Un jour, au cours de la trente-deuxième semaine de l’an 35, Bao et lui rendirent clandestinement visite à leur vieux quartier de Beijing. Ils se cachèrent dans un camion de choux et descendirent non loin de la Grande Porte Rouge.

Ils virent aussitôt que tout avait changé : les quartiers qui se trouvaient juste aux portes de la ville avaient été rasés, et il y avait partout de nouvelles rues. Ils ne parvenaient pas à retrouver leurs marques près de la porte ; elles avaient disparu. À la place se dressaient un immense commissariat et de nombreux lotissements hébergeant des unités de travail alignées parallèlement à l’ancienne enceinte de la ville, que l’on voyait encore sur une certaine distance, de part et d’autre de la porte. Des arbres assez gros avaient été plantés aux nouveaux coins de rues, protégés par de lourdes grilles métalliques avec des piques en haut, et les jeunes arbres avaient l’air de bien se porter. Les fenêtres des dortoirs des unités de travail donnaient sur l’extérieur, ce qui était une nouveauté fort appréciée. Dans le temps, ces bâtiments n’avaient pas de fenêtres donnant sur le monde extérieur, et les seuls signes de vie n’étaient visibles que dans les cours intérieures. Maintenant, les rues elles-mêmes étaient pleines de marchands ambulants et de vendeurs de journaux à vélo.

— Ça a l’air bien ! dut reconnaître Bao.

Kung fit la grimace.

— Je préférais comme c’était avant. Allons voir ce qu’on peut faire.

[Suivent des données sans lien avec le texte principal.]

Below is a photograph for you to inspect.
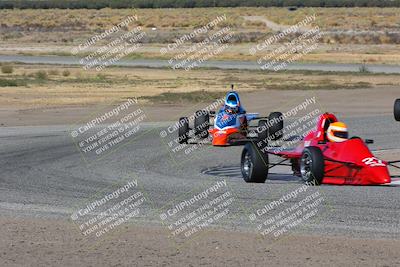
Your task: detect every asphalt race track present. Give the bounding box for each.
[0,115,400,241]
[0,55,400,73]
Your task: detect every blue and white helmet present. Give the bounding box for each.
[225,91,240,109]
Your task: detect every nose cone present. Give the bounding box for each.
[364,164,391,184]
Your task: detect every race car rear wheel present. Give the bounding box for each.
[300,146,325,185]
[268,112,283,140]
[394,98,400,121]
[178,117,189,144]
[194,110,210,138]
[240,143,269,183]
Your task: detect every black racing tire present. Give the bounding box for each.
[178,117,190,144]
[194,110,210,139]
[268,112,283,140]
[393,98,400,121]
[300,146,325,185]
[240,143,269,183]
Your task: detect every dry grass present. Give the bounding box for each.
[0,65,400,108]
[0,7,400,31]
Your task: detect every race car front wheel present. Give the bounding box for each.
[178,117,189,144]
[194,110,210,138]
[300,146,325,185]
[394,98,400,121]
[240,143,269,183]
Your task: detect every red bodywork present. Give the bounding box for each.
[208,128,246,146]
[269,113,391,185]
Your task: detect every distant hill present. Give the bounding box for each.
[0,0,400,9]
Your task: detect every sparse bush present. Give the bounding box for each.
[49,70,60,76]
[35,70,48,80]
[1,65,14,74]
[63,70,71,77]
[358,64,370,73]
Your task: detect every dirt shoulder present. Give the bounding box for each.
[0,86,400,127]
[0,217,400,266]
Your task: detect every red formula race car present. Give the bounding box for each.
[178,91,283,146]
[241,113,399,185]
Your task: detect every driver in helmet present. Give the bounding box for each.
[224,91,246,114]
[326,122,349,142]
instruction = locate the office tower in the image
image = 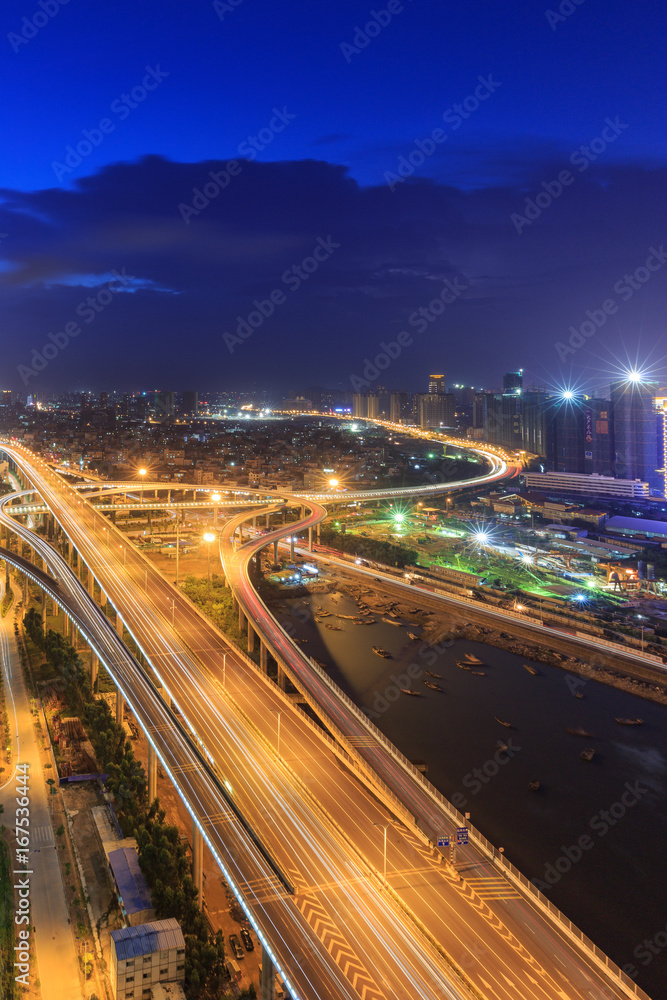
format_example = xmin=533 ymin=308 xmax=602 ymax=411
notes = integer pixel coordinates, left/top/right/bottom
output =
xmin=153 ymin=392 xmax=174 ymax=420
xmin=352 ymin=392 xmax=379 ymax=418
xmin=389 ymin=392 xmax=411 ymax=424
xmin=503 ymin=368 xmax=523 ymax=396
xmin=181 ymin=389 xmax=199 ymax=417
xmin=417 ymin=392 xmax=456 ymax=431
xmin=611 ymin=379 xmax=664 ymax=493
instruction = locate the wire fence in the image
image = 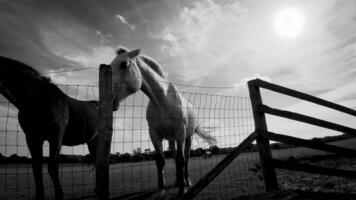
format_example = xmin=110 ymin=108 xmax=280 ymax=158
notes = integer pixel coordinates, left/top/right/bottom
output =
xmin=0 ymin=85 xmax=264 ymax=199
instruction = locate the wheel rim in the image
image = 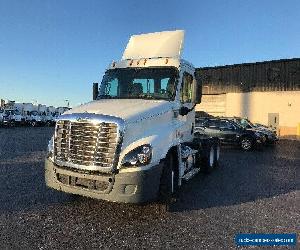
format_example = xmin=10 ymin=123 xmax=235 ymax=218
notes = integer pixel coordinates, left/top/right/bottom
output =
xmin=209 ymin=147 xmax=215 ymax=167
xmin=242 ymin=139 xmax=251 ymax=150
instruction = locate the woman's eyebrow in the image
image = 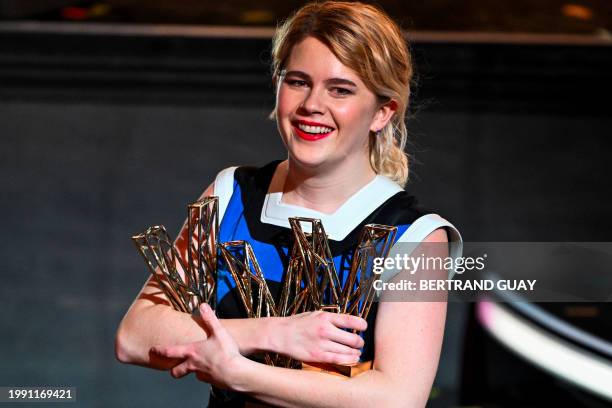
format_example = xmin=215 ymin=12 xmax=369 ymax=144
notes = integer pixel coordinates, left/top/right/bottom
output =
xmin=325 ymin=78 xmax=357 ymax=88
xmin=284 ymin=71 xmax=357 ymax=88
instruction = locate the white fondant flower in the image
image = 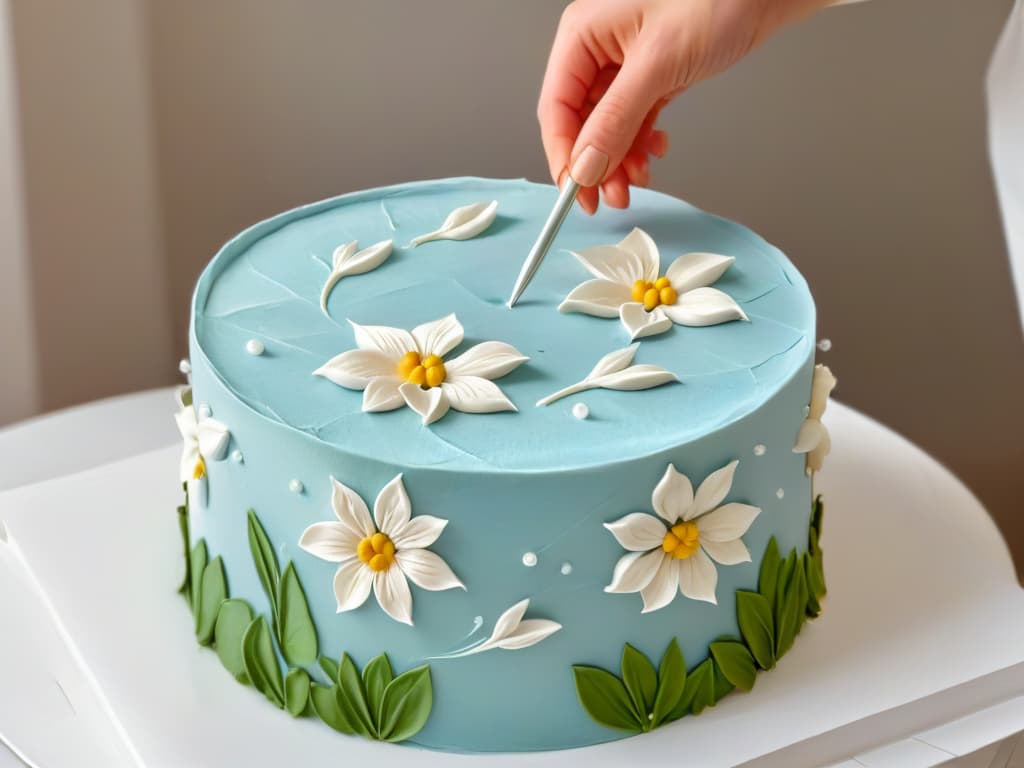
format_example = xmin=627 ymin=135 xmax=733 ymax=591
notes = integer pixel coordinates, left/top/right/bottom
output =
xmin=604 ymin=461 xmax=761 ymax=613
xmin=432 ymin=598 xmax=562 ymax=658
xmin=321 ymin=240 xmax=391 ymax=314
xmin=411 ymin=200 xmax=498 ymax=247
xmin=537 ymin=344 xmax=679 ymax=406
xmin=174 ymin=387 xmax=231 ymax=482
xmin=793 ymin=365 xmax=836 ymax=472
xmin=313 ymin=314 xmax=529 ymax=424
xmin=558 ymin=227 xmax=746 ymax=339
xmin=299 ymin=474 xmax=466 ymax=626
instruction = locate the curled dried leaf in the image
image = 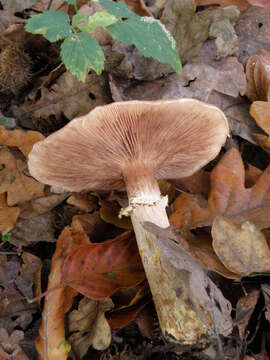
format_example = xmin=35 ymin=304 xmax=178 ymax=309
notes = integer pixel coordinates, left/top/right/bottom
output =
xmin=245 ymin=49 xmax=270 ymax=101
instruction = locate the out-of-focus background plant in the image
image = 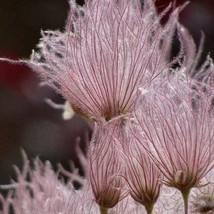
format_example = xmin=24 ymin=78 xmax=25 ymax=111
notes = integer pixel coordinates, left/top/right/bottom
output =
xmin=0 ymin=0 xmax=214 ymax=184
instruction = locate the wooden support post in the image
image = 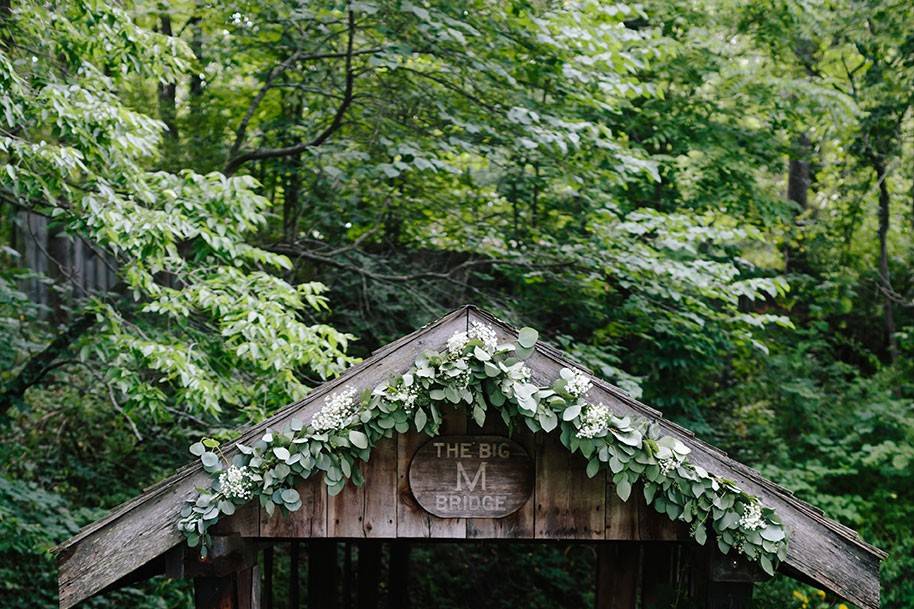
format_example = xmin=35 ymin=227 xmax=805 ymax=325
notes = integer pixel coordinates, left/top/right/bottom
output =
xmin=289 ymin=539 xmax=301 ymax=609
xmin=194 ymin=566 xmax=260 ymax=609
xmin=357 ymin=541 xmax=381 ymax=609
xmin=707 ymin=582 xmax=752 ymax=609
xmin=308 ymin=539 xmax=337 ymax=609
xmin=596 ymin=541 xmax=639 ymax=609
xmin=641 ymin=541 xmax=677 ymax=609
xmin=261 ymin=546 xmax=273 ymax=609
xmin=387 ymin=541 xmax=409 ymax=609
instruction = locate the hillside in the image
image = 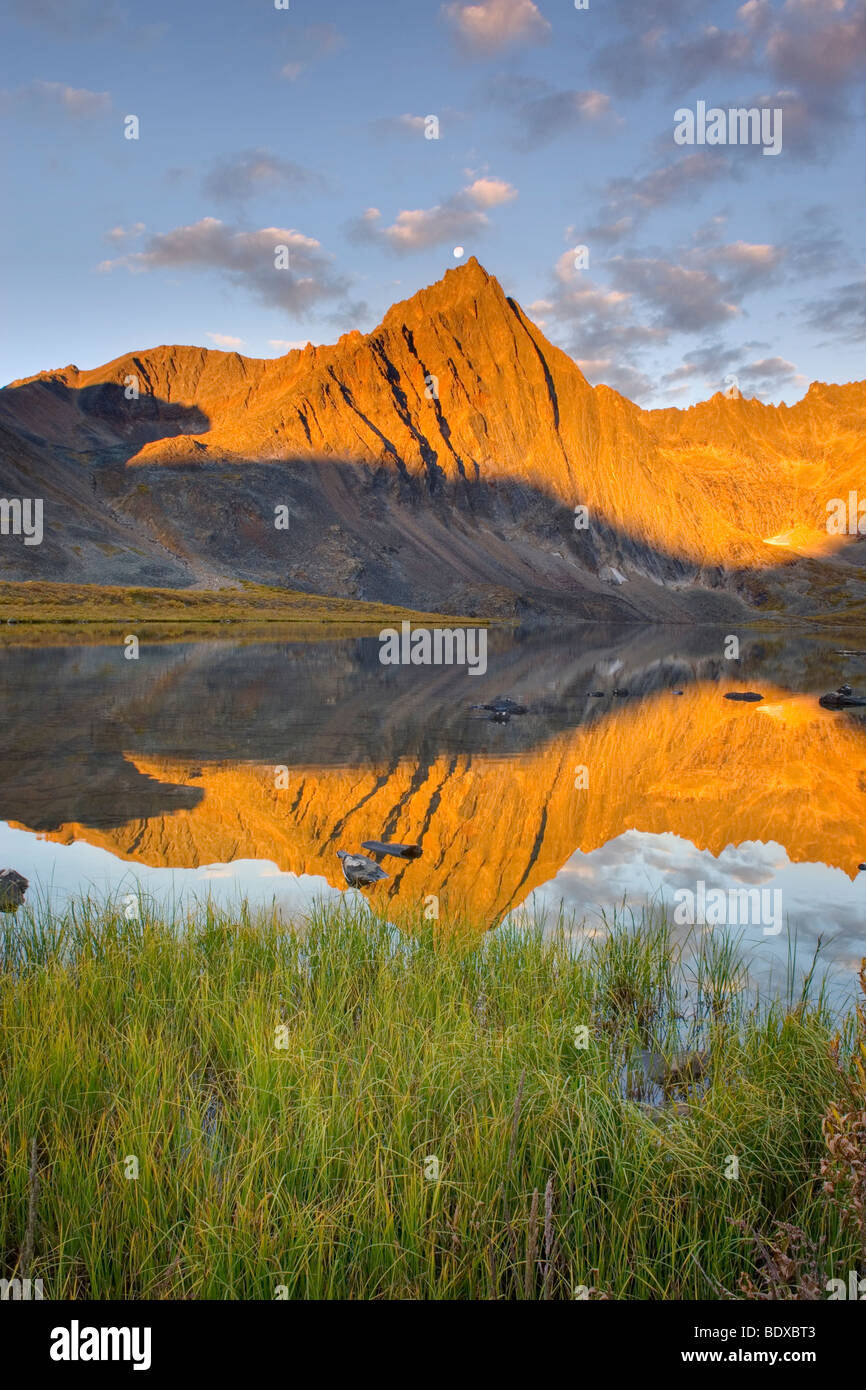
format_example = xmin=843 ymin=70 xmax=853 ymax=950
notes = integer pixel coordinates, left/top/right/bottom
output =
xmin=0 ymin=259 xmax=866 ymax=621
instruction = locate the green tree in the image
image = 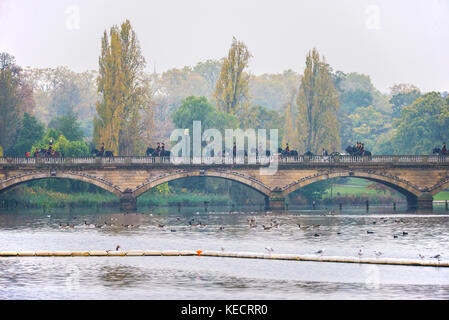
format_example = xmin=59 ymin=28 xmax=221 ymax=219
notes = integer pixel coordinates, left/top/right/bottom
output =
xmin=11 ymin=113 xmax=45 ymax=157
xmin=48 ymin=111 xmax=83 ymax=141
xmin=392 ymin=92 xmax=449 ymax=154
xmin=193 ymin=60 xmax=221 ymax=96
xmin=297 ymin=49 xmax=340 ymax=153
xmin=172 ymin=96 xmax=238 ymax=134
xmin=349 ymin=106 xmax=392 ymax=150
xmin=0 ymin=53 xmax=21 ymax=150
xmin=340 ymin=89 xmax=373 ymax=114
xmin=214 ymin=38 xmax=251 ymax=114
xmin=94 ymin=20 xmax=151 ymax=155
xmin=390 ymin=84 xmax=421 ymax=118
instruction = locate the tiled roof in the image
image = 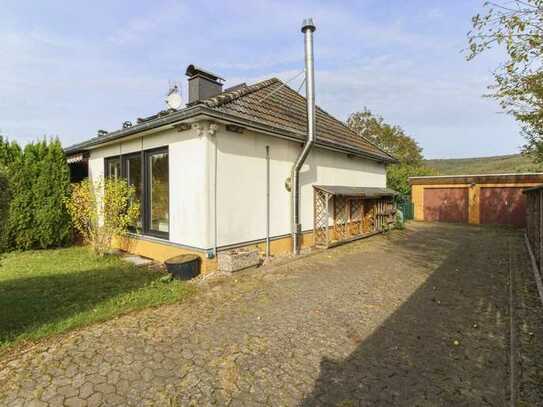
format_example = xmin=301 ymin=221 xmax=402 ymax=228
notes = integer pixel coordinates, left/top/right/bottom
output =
xmin=198 ymin=78 xmax=394 ymax=161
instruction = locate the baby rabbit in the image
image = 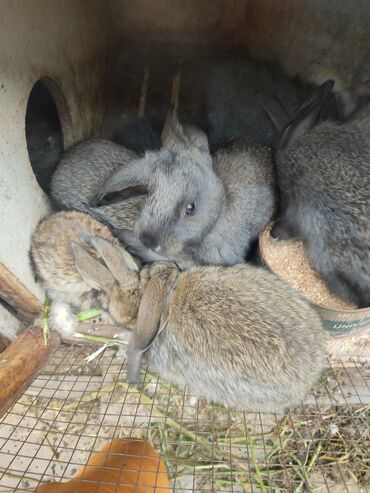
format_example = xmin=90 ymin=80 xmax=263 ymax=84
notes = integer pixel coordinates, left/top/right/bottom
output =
xmin=30 ymin=211 xmax=138 ymax=334
xmin=51 ymin=139 xmax=146 ymax=231
xmin=69 ymin=236 xmax=325 ymax=411
xmin=239 ymin=0 xmax=370 ymax=117
xmin=260 ymin=94 xmax=370 ymax=308
xmin=205 ymin=58 xmax=337 ymax=150
xmin=94 ymin=111 xmax=275 ymax=269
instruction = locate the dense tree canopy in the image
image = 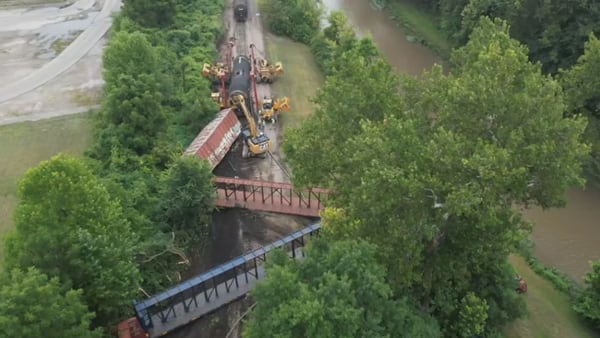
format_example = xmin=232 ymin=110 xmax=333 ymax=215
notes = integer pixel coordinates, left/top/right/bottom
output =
xmin=4 ymin=156 xmax=140 ymax=323
xmin=285 ymin=19 xmax=589 ymax=336
xmin=420 ymin=0 xmax=600 ymax=73
xmin=244 ymin=241 xmax=439 ymax=338
xmin=0 ymin=268 xmax=102 ymax=338
xmin=264 ymin=0 xmax=322 ymax=43
xmin=93 ymin=31 xmax=167 ymax=163
xmin=159 ymin=156 xmax=215 ymax=247
xmin=561 ymin=34 xmax=600 ymax=184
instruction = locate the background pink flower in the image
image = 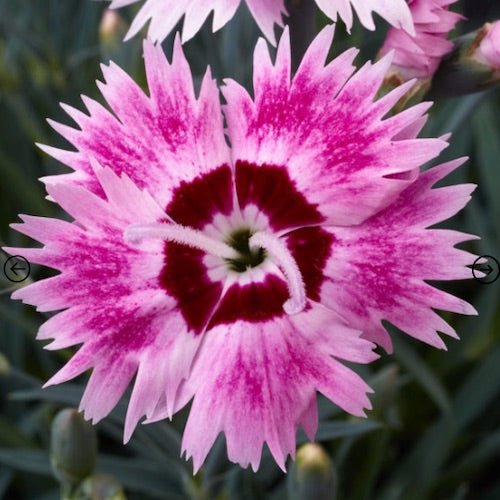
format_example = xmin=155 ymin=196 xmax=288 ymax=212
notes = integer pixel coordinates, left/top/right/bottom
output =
xmin=381 ymin=0 xmax=463 ymax=80
xmin=8 ymin=27 xmax=475 ymax=471
xmin=110 ymin=0 xmax=414 ymax=45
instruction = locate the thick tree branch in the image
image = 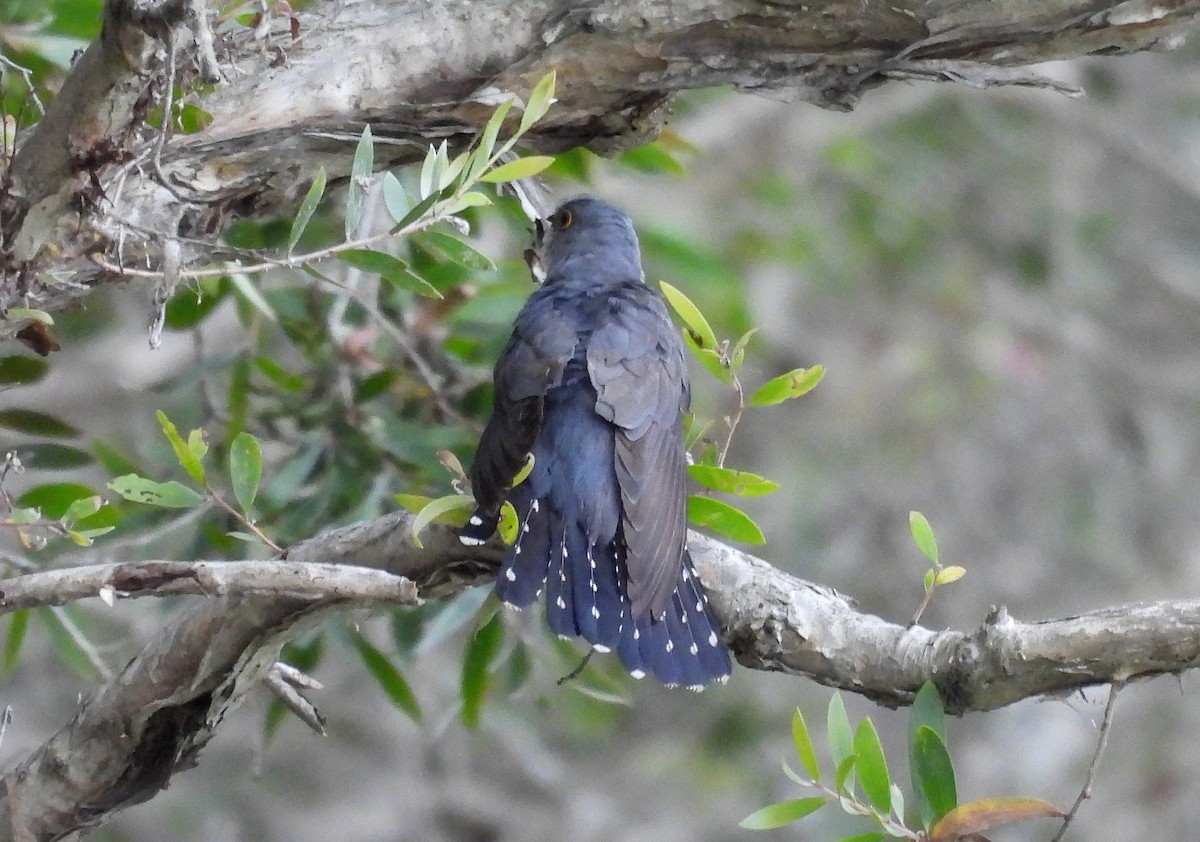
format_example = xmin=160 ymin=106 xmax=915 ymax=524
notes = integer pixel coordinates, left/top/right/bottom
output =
xmin=0 ymin=0 xmax=1200 ymax=339
xmin=0 ymin=513 xmax=1200 ymax=840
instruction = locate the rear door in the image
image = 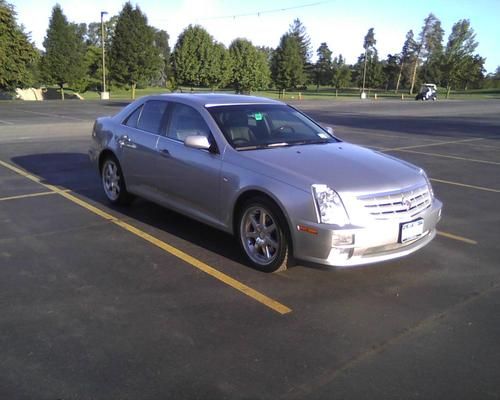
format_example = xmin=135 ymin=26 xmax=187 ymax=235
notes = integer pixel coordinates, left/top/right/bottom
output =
xmin=117 ymin=100 xmax=168 ymax=197
xmin=156 ymin=102 xmax=222 ymax=224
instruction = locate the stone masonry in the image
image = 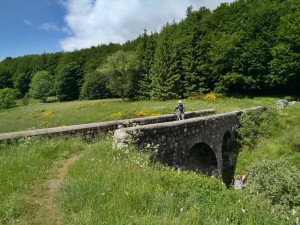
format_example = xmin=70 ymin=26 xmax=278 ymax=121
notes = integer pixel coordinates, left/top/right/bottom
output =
xmin=0 ymin=109 xmax=215 ymax=143
xmin=114 ymin=107 xmax=265 ymax=178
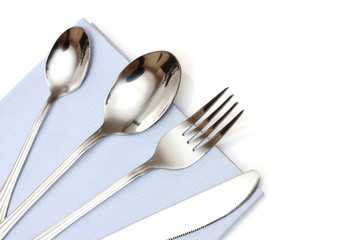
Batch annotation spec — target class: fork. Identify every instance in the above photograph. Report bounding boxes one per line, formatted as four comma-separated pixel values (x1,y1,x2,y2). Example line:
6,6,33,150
34,88,244,240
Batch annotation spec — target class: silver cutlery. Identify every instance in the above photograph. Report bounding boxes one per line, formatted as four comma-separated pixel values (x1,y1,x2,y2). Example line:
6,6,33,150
0,27,90,222
0,51,181,239
34,88,243,240
103,170,260,240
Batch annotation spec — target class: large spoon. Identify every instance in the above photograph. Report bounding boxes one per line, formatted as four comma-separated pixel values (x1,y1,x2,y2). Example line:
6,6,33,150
0,27,90,222
0,51,181,239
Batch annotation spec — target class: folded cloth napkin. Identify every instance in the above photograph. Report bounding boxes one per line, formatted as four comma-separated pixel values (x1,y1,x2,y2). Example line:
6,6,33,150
0,20,262,240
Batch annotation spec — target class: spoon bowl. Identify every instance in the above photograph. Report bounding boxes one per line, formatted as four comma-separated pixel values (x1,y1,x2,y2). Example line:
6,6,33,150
0,27,90,223
102,51,181,134
0,51,181,239
45,27,90,97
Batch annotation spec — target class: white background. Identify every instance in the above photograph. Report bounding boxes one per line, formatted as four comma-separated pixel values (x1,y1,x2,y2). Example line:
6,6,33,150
0,0,360,240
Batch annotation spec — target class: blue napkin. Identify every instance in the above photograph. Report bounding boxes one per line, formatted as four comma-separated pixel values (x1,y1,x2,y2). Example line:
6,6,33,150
0,20,262,240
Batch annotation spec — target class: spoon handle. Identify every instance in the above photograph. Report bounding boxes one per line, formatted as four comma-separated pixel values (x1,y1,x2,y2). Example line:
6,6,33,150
0,128,108,239
0,95,56,222
33,160,155,240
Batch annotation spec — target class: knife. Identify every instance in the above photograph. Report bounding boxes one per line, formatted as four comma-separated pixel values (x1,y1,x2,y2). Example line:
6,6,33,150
103,170,260,240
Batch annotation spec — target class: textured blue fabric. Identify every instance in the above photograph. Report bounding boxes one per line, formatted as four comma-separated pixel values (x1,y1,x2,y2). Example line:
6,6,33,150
0,20,262,240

Ils avaient rendez-vous dans une vieille unité de travail qui occupait plusieurs petits bâtiments juste au sud du nouveau quartier. Là-bas, les ruelles étaient toujours aussi étroites, et tout n’était que briques, poussière et boue, sans aucun arbre. Ils s’y promenèrent tranquillement, portant des lunettes de soleil et des casquettes d’aviateur, comme la moitié des autres jeunes gens. Personne ne fit le moins du monde attention à eux. Ils achetèrent à un coin de rue des nouilles dans des bols de papier qu’ils mangèrent au milieu de la foule et de la circulation, observant tout ce spectacle familier qui ne semblait pas avoir changé depuis qu’ils l’avaient quitté, un certain nombre d’années auparavant.

— Cet endroit me manque, dit Bao.

Kung était d’accord.

— Nous reviendrons bientôt, si nous voulons. Profite de Beijing, le cœur du monde.

Mais d’abord, ils avaient une révolution à finir. Ils se glissèrent dans l’un des ateliers de l’unité de travail et rencontrèrent un groupe de superviseurs dont la plupart étaient des vieilles femmes. Elles n’étaient pas du genre à se laisser impressionner par le premier gamin venu leur parler de changements énormes ; mais à cette époque-là, Kung était déjà célèbre, alors elles l’écoutèrent attentivement, et lui posèrent tout un tas de questions précises. Quand il eut fini d’y répondre, elles hochèrent la tête, lui tapotèrent l’épaule et le renvoyèrent dans la rue. Elles lui dirent qu’il était un gentil garçon, qu’il ferait mieux de quitter la ville s’il ne voulait pas se faire arrêter, et qu’elles le soutiendraient le moment venu. C’était toujours comme ça avec Kung : tout le monde sentait le feu qui brûlait en lui, et répondait de façon humaine. S’il avait réussi à convaincre les vieilles femmes de la Longue Guerre, alors rien n’était impossible. Bien des unités de travail étaient dirigées par ce genre de femmes, de même que les collèges et les hôpitaux bouddhiques. Kung savait tout à leur sujet, maintenant. « Le gang des veuves et des grand-mères », comme il les appelait.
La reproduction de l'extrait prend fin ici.